简体   繁体   English

卷积神经网络中的形状误差

[英]Shapes error in Convolutional Neural Network

I'm trying to train a neural network with the following structure: 我正在尝试训练具有以下结构的神经网络:

model = Sequential()

model.add(Conv1D(filters = 300, kernel_size = 5, activation='relu', input_shape=(4000, 1)))
model.add(Conv1D(filters = 300, kernel_size = 5, activation='relu'))
model.add(MaxPooling1D(3))
model.add(Conv1D(filters = 320, kernel_size = 5, activation='relu'))
model.add(MaxPooling1D(3))
model.add(Dropout(0.5))

model.add(Dense(num_labels, activation='softmax'))
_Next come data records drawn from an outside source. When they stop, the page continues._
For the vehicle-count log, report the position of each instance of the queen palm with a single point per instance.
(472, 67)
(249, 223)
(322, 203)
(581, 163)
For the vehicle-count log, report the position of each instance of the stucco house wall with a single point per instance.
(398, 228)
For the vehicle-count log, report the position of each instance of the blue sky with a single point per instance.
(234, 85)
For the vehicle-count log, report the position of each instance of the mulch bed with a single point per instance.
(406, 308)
model.compile(loss='categorical_crossentropy',
              optimizer='adam',
              metrics=['accuracy'])

return model

And I'm getting this error: 我收到此错误:

expected dense_1 to have shape (442, 3) but got array with shape (3, 1)

My input is a set of phrases (12501 total) that have been tokenized for the 4000 most relevant words, and there's 3 possible classification. 我的输入是一组短语(共12501个),它们已针对4000个最相关的单词进行了标记,并且有3种可能的分类。 Therefore my input is train_x.shape = (12501, 4000). 因此,我的输入是train_x.shape =(12501,4000)。 I reshaped this to (12501, 4000, 1) for the Conv1D layer. 我将其重塑为Conv1D层的(12501,4000,1)。 Now, my train_y.shape = (12501,3), and I reshaped that into (12501,3, 1). 现在,我的train_y.shape =(12501,3),然后将其重塑为(12501,3,1)。
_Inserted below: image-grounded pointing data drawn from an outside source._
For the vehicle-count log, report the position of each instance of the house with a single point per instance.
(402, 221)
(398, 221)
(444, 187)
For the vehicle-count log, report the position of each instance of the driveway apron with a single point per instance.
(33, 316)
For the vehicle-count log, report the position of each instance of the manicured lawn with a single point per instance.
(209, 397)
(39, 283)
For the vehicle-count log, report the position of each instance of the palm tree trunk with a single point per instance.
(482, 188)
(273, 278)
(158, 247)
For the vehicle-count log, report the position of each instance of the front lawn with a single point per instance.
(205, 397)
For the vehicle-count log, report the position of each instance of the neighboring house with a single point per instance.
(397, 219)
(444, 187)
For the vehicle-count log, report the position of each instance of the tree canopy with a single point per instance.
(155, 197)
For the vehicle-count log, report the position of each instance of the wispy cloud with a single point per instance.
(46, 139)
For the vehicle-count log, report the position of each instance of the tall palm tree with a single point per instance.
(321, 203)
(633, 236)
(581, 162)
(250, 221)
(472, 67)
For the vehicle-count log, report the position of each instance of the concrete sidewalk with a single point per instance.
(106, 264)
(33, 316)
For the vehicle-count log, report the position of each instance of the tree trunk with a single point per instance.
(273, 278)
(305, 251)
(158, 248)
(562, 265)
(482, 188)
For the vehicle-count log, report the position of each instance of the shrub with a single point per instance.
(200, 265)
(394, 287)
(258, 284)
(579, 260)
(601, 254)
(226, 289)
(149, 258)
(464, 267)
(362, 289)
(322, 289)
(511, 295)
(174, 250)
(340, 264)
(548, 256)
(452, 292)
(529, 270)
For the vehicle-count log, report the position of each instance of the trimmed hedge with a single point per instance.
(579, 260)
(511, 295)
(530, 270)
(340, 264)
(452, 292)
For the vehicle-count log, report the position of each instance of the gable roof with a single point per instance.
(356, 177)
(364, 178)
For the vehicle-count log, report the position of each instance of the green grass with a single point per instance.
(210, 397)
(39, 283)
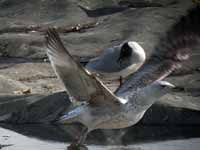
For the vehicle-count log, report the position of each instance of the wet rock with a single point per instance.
(9, 86)
(144, 25)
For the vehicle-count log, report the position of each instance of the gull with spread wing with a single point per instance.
(102, 109)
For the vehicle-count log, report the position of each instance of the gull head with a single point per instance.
(131, 52)
(118, 61)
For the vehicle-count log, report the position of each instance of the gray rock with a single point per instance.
(9, 86)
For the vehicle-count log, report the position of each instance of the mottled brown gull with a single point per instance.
(102, 109)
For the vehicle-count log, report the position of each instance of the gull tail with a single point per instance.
(180, 39)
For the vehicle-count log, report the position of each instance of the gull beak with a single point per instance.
(178, 89)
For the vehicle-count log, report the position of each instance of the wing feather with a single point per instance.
(79, 83)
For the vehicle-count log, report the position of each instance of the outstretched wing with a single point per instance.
(169, 53)
(79, 83)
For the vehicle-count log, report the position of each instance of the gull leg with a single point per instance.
(79, 145)
(120, 80)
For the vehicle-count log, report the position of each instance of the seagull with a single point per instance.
(118, 62)
(99, 108)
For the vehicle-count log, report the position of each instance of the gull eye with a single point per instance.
(126, 51)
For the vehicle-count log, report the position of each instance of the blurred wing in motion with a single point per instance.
(174, 48)
(79, 83)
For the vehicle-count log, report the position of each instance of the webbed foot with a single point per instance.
(76, 146)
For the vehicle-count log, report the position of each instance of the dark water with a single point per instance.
(46, 137)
I'm using the fit function as follows: 我正在使用fit函数,如下所示:

model.fit(train_x, train_y, batch_size=32, epochs=10, verbose=1, validation_split=0.2, shuffle=True)
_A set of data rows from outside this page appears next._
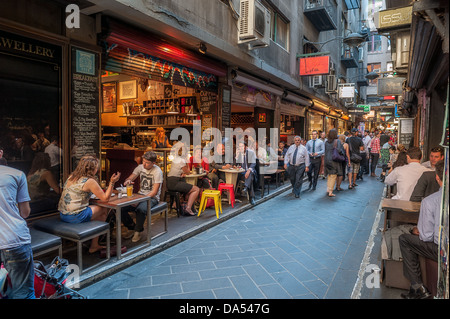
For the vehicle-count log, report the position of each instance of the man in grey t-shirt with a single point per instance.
(151, 179)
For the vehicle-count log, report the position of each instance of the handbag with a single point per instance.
(336, 156)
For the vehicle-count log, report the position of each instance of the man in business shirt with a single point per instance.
(298, 159)
(427, 184)
(247, 159)
(423, 240)
(365, 161)
(316, 149)
(406, 176)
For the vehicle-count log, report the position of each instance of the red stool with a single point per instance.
(230, 189)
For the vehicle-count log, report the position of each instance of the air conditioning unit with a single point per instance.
(331, 84)
(254, 24)
(316, 81)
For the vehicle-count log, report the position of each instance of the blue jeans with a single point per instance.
(20, 266)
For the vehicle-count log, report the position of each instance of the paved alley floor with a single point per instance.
(284, 248)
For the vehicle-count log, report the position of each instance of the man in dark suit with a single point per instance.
(246, 158)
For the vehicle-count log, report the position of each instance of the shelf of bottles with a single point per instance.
(161, 112)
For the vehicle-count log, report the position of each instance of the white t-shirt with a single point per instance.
(176, 169)
(14, 231)
(149, 177)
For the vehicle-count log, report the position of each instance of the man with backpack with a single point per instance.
(356, 146)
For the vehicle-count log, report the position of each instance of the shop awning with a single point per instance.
(136, 52)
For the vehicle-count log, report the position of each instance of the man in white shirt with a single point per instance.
(297, 158)
(406, 176)
(436, 155)
(365, 161)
What am I doing wrong? 我究竟做错了什么?

There's no need to convert label shape for classification. 无需转换标签形状即可分类。 And you can look at your network structure. 您可以查看您的网络结构。

print(model.summary())
_________________________________________________________________
Layer (type)                 Output Shape              Param #   
=================================================================
conv1d_1 (Conv1D)            (None, 3996, 300)         1800      
_________________________________________________________________
conv1d_2 (Conv1D)            (None, 3992, 300)         450300    
_________________________________________________________________
max_pooling1d_1 (MaxPooling1 (None, 1330, 300)         0         
_________________________________________________________________
conv1d_3 (Conv1D)            (None, 1326, 320)         480320    
_________________________________________________________________
max_pooling1d_2 (MaxPooling1 (None, 442, 320)          0         
_________________________________________________________________
dropout_1 (Dropout)          (None, 442, 320)          0         
_________________________________________________________________
dense_1 (Dense)              (None, 442, 3)            963       
=================================================================
Total params: 933,383
Trainable params: 933,383
Non-trainable params: 0
_________________________________________________________________

The last output of the model is (None, 442, 3) , but the shape of your label is (None, 3, 1) . 模型的最后一个输出是(None, 442, 3) ,但是标签的形状是(None, 3, 1) You should eventually ending in either a global pooling layer GlobalMaxPooling1D() or a Flatten layer Flatten() , turning the 3D outputs into 2D outputs, for classification or regression. 您最终应该以全局池化层GlobalMaxPooling1D()或Flatten层Flatten()结尾,将3D输出转换为2D输出,以进行分类或回归。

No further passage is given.